Is ((x/y)-2y)(dy/dx)+(y/x)=-1 an exact equation?

Answer 1

\[\left(\frac{x}{y}-2y\right)\frac{dy}{dx}+\frac{y}{x}=-1\\
\left(\frac{x}{y}-2y\right)\frac{dy}{dx}+\left(\frac{y}{x}+1\right)=0
\]
Here, \(\dfrac{\partial}{\partial x}\Psi(x,y)=M(x,y)=\dfrac{y}{x}+1\) and \(\dfrac{\partial}{\partial y}\Psi(x,y)=N(x,y)=\dfrac{x}{y}-2y\).
Check whether \(\dfrac{\partial}{\partial y}M(x,y)=\dfrac{\partial}{\partial x}N(x,y)\).
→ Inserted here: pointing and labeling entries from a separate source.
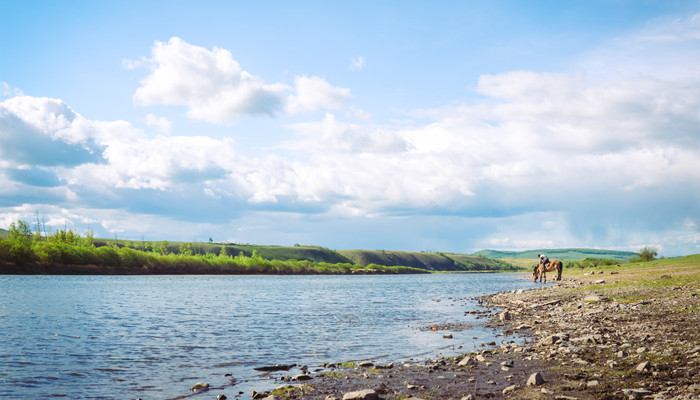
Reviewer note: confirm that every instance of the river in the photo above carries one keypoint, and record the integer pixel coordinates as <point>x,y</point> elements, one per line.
<point>153,337</point>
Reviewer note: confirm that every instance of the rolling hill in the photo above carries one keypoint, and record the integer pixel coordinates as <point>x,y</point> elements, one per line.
<point>562,254</point>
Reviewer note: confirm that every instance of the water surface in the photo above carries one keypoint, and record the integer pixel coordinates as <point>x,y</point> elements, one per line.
<point>153,337</point>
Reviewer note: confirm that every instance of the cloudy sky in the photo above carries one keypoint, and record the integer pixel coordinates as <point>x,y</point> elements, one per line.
<point>402,125</point>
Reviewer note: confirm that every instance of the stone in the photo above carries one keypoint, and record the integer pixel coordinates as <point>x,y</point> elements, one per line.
<point>633,394</point>
<point>535,379</point>
<point>200,387</point>
<point>592,384</point>
<point>467,361</point>
<point>367,394</point>
<point>593,298</point>
<point>509,389</point>
<point>643,366</point>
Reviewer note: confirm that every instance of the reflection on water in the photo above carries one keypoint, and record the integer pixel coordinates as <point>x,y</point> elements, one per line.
<point>153,337</point>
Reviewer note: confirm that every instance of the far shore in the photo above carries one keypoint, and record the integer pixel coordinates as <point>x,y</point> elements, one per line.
<point>617,332</point>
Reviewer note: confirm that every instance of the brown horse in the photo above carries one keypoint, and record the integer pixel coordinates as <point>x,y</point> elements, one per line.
<point>540,270</point>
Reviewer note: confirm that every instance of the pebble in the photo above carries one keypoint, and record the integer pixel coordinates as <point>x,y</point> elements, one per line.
<point>367,394</point>
<point>535,379</point>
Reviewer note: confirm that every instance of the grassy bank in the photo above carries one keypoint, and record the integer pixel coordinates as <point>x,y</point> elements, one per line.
<point>22,251</point>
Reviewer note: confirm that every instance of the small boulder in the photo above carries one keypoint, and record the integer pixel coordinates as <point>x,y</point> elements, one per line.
<point>633,394</point>
<point>467,361</point>
<point>593,298</point>
<point>643,366</point>
<point>509,389</point>
<point>367,394</point>
<point>200,387</point>
<point>535,379</point>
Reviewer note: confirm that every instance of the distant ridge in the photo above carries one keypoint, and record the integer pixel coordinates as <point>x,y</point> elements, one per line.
<point>562,254</point>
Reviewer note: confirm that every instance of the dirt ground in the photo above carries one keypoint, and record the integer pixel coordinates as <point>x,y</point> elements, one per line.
<point>592,336</point>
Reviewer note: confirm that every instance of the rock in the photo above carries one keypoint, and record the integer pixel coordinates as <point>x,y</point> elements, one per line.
<point>535,379</point>
<point>255,395</point>
<point>593,298</point>
<point>643,366</point>
<point>549,339</point>
<point>509,389</point>
<point>367,394</point>
<point>277,367</point>
<point>467,361</point>
<point>633,394</point>
<point>200,387</point>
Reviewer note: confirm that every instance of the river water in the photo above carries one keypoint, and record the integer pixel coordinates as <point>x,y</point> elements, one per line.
<point>153,337</point>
If equality holds, you have an exact equation.

Answer 2

$$\left(\frac{x}y-2y\right)\frac{dy}{dx}+\frac{y}x+1=0\\\left(\frac{x}y-2y\right)dy+\left(\frac{y}x+1\right)dx=0$$If this is an exact equation, we have some potential function \(F\) s.t. \(\dfrac{\partial F}{\partial x}=\dfrac{x}y-2y,\dfrac{\partial F}{\partial y}=\dfrac{y}x+1\). Assuming \(F\) is continuous, we have symmetry of second derivatives \(\dfrac{\partial F}{\partial x\partial y}=\dfrac{\partial F}{\partial y\partial x}\). To test this, we take our derivatives:$$\frac{\partial F}{\partial x\partial y}=-\frac{x}{y^2}-2\\\frac{\partial F}{\partial y\partial x}=-\frac{y}x^2$$... therefore our equation is inexact.